Q: Com que consequências? R: Os
efeitos dessas políticas são devastadores não apenas sobre o emprego, uma vez que criam as condições para
uma recessão permanente, mas também sobre as contas públicas, porque o impacto positivo das exportações sobre as finanças públicas é muito baixo. O
Estado ganha mais quando os produtos das empresas são vendidos internamente, por meio de impostos sobre o consumo, do que quando são vendidos no exterior. Logo, a opção por privilegiar a correcção da dívida externa põe em causa a prossecução dos outros dois objectivos: crescimento do emprego e finanças públicas.

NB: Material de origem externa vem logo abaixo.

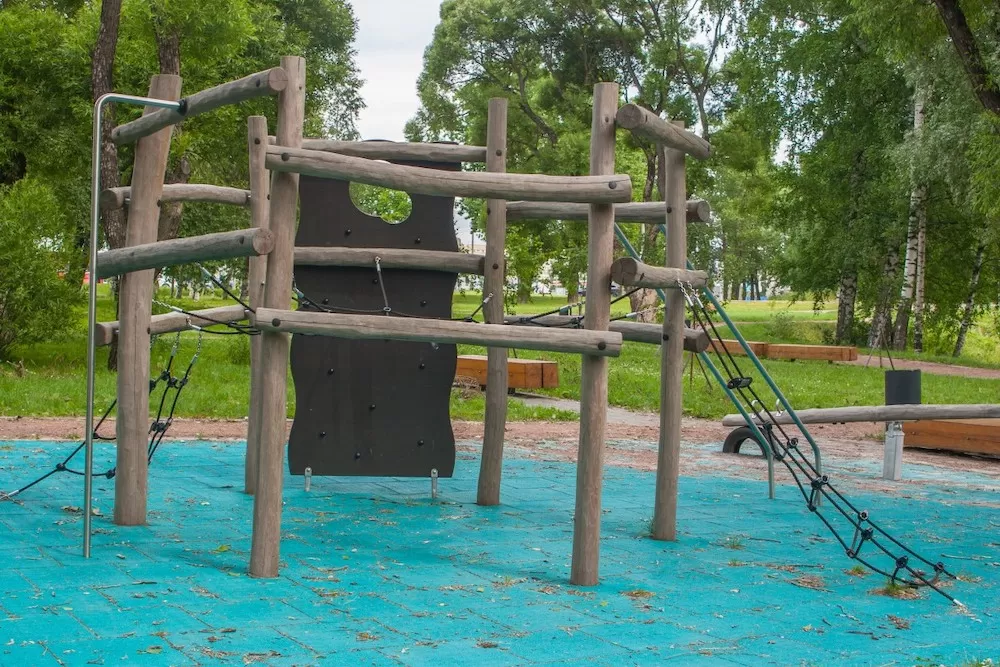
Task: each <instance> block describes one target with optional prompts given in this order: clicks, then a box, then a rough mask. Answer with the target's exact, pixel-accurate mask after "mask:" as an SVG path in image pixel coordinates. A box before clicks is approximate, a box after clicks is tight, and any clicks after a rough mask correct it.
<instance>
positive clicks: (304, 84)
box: [250, 56, 306, 577]
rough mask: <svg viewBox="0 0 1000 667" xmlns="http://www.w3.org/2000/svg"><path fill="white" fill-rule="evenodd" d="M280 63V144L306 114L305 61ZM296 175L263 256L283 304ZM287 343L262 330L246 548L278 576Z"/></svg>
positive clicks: (287, 185)
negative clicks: (251, 538)
mask: <svg viewBox="0 0 1000 667" xmlns="http://www.w3.org/2000/svg"><path fill="white" fill-rule="evenodd" d="M281 67H282V69H284V70H285V72H286V73H287V75H288V85H287V87H286V88H285V89H284V90H283V91H282V92H281V93H280V94H279V95H278V128H277V137H278V141H279V142H280V143H281V145H283V146H290V147H296V146H299V145H301V143H302V123H303V118H304V115H305V85H306V63H305V59H303V58H300V57H298V56H284V57H282V59H281ZM298 196H299V177H298V174H294V173H290V172H289V173H281V174H275V175H274V178H273V180H272V182H271V206H270V214H269V220H270V227H271V231H272V232H273V233H274V250H273V251H272V252H271V254H270V256H269V257H268V259H267V273H266V275H265V278H264V305H265V306H267V307H270V308H287V307H288V302H289V301H290V300H291V293H292V266H293V261H294V253H295V249H294V246H295V214H296V205H297V203H298ZM288 344H289V337H288V334H286V333H280V332H264V333H263V334H262V335H261V351H260V380H261V382H260V385H261V388H260V395H261V397H262V399H263V402H262V404H261V409H260V412H261V416H260V449H259V453H258V463H257V465H258V472H257V489H256V493H255V495H254V503H253V538H252V541H251V542H252V543H251V548H250V576H252V577H276V576H278V554H279V551H280V546H281V492H282V483H283V481H284V480H283V476H284V472H285V471H284V466H283V462H284V456H285V432H286V431H285V411H286V409H287V400H288V396H287V394H286V382H287V379H288Z"/></svg>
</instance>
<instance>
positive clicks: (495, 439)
mask: <svg viewBox="0 0 1000 667" xmlns="http://www.w3.org/2000/svg"><path fill="white" fill-rule="evenodd" d="M486 171H491V172H496V173H503V172H505V171H507V100H506V99H504V98H502V97H494V98H493V99H491V100H490V105H489V119H488V121H487V125H486ZM506 244H507V202H506V201H504V200H503V199H487V200H486V273H485V279H484V281H483V293H484V295H489V294H492V298H491V299H490V302H489V303H487V304H486V306H485V307H484V308H483V314H484V316H485V318H486V321H487V322H491V323H495V324H503V300H504V284H505V276H506V271H505V264H504V249H505V247H506ZM486 354H487V357H488V358H487V362H486V423H485V426H484V430H483V458H482V460H481V461H480V465H479V490H478V493H477V494H476V502H477V503H478V504H480V505H499V504H500V477H501V474H502V472H503V440H504V430H505V428H506V425H507V348H504V347H491V348H489V349H488V350H487V351H486Z"/></svg>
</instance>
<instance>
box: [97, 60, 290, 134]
mask: <svg viewBox="0 0 1000 667" xmlns="http://www.w3.org/2000/svg"><path fill="white" fill-rule="evenodd" d="M287 85H288V74H287V73H286V72H285V70H283V69H281V68H280V67H272V68H271V69H268V70H264V71H263V72H257V73H256V74H251V75H250V76H245V77H243V78H242V79H238V80H236V81H229V82H227V83H223V84H220V85H218V86H215V87H213V88H208V89H206V90H202V91H200V92H197V93H195V94H194V95H190V96H188V97H184V98H182V99H181V102H182V106H181V109H180V110H178V111H174V110H173V109H161V110H159V111H154V112H153V113H149V114H146V115H145V116H142V117H140V118H138V119H136V120H133V121H132V122H131V123H125V124H124V125H120V126H118V127H116V128H115V129H114V130H112V131H111V140H112V141H114V142H115V143H116V144H130V143H133V142H135V141H138V140H139V139H142V138H143V137H146V136H149V135H150V134H153V133H154V132H157V131H159V130H162V129H163V128H165V127H169V126H171V125H176V124H177V123H180V122H181V121H183V120H184V119H186V118H191V117H192V116H197V115H199V114H203V113H207V112H209V111H213V110H215V109H218V108H219V107H222V106H226V105H227V104H237V103H239V102H244V101H246V100H252V99H253V98H255V97H264V96H267V95H275V94H277V93H280V92H281V91H282V90H284V89H285V86H287Z"/></svg>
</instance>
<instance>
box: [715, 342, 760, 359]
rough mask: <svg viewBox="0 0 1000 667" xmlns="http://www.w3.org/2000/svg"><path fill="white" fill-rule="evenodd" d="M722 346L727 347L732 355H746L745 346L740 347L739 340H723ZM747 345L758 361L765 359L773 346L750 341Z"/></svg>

-Q: Se as consequências das políticas austeritárias são claros para todos, por que se insiste no erro? R: Não é possível ter economias com estruturas produtivas tão diferentes como as que existem na UE e, ao mesmo tempo, viver com as mesmas regras de política monetária, a menos que se verifique uma de duas coisas:
ou há uma enorme transferência de recursos (como aqueles que existem, por exemplo, entre o norte e o sul de Itália);
ou então há um
empobrecimento acelerado e duradouro das economias que têm estruturas de produção menos competitivas. A maioria das instituições internacionais considera politicamente inviável a primeira hipótese – e, provavelmente, têm razão. Sendo assim, a solução para a preservação da zona euro tem de passar por
promover a flexibilidade e a desvalorização interna das economias mais fracas.

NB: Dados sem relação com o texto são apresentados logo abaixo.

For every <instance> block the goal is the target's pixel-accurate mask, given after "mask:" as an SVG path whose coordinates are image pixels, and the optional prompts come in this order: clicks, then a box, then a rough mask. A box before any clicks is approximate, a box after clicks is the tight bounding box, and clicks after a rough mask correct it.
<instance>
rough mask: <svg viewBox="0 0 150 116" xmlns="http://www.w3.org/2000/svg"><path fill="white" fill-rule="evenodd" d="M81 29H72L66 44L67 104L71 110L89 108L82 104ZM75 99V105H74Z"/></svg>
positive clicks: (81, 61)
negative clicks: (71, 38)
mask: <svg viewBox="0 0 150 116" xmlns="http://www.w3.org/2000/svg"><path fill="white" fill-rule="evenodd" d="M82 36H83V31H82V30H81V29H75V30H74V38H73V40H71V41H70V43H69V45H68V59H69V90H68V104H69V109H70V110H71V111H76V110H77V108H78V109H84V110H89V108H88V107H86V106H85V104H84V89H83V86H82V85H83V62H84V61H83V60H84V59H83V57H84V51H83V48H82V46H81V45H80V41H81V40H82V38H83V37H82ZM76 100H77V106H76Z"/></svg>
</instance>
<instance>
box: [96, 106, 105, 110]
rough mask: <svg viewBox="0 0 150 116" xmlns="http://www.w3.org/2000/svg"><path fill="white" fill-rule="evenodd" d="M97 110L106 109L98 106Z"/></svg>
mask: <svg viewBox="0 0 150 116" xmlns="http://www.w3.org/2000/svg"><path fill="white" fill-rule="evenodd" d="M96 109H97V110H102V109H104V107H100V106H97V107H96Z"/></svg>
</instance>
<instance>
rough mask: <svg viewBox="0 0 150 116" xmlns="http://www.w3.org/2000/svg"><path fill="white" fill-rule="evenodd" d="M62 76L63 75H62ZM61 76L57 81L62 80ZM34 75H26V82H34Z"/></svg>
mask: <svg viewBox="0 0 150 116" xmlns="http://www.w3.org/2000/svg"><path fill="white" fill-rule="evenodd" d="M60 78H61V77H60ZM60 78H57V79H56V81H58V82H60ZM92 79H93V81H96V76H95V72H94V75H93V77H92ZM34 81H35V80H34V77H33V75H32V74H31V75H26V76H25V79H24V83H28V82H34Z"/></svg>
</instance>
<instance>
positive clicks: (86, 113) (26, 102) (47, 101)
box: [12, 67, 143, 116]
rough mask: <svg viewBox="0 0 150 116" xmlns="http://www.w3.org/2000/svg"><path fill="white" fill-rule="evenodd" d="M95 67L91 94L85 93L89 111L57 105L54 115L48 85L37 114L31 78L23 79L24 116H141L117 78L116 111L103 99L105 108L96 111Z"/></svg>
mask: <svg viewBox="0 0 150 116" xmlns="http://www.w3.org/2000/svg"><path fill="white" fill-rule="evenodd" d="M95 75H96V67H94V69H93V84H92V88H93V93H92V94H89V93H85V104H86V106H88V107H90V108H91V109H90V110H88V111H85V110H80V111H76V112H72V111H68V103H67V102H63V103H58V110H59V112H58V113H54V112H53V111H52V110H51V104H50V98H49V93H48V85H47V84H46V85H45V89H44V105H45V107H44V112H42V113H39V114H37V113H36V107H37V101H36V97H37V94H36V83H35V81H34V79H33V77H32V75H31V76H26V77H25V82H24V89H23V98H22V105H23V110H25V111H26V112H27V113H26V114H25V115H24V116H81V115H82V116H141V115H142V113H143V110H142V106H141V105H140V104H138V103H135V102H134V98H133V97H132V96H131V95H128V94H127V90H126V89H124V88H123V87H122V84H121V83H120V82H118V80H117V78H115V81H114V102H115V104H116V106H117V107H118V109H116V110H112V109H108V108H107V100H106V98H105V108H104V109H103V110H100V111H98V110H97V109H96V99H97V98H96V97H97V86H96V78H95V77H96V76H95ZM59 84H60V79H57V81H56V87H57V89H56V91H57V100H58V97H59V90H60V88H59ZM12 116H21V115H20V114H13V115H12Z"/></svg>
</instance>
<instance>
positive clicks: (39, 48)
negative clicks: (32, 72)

-Q: A coligação entre PS, PCP e BE demonstrou nas últimas semanas grande solidez, o que se pode esperar no futuro? R: O facto de haver hoje em Portugal uma
direita convictamente neoliberal é o maior seguro de vida para o actual governo, porque nenhum dos partidos de esquerda quer ser visto com responsável de um
regresso a políticas extremamente agressivas para a população, que a direita continua a defender. Assim, embora
o BE e o PCP enfatizem a sua posição crítica em relação ao comprometimento do PS com as regras orçamentais europeias, enquanto for possível
obter políticas mais favoráveis para os trabalhadores e para o conjunto da população não espero que haja uma ruptura da coligação que permitiu a formação deste governo.
-Q: Como tem sido percepcionado pelo público o novo Orçamento de Estado: com entusiasmo, oposição ou indiferença? R: Por enquanto, não existe nem uma grande oposição, nem um grande entusiasmo. Parece-me que há boas razões para que não haja nem uma coisa nem outra, porque o que temos é o menor dos males – e
o menor dos males nunca suscitou muitos ódios nem muitos amores.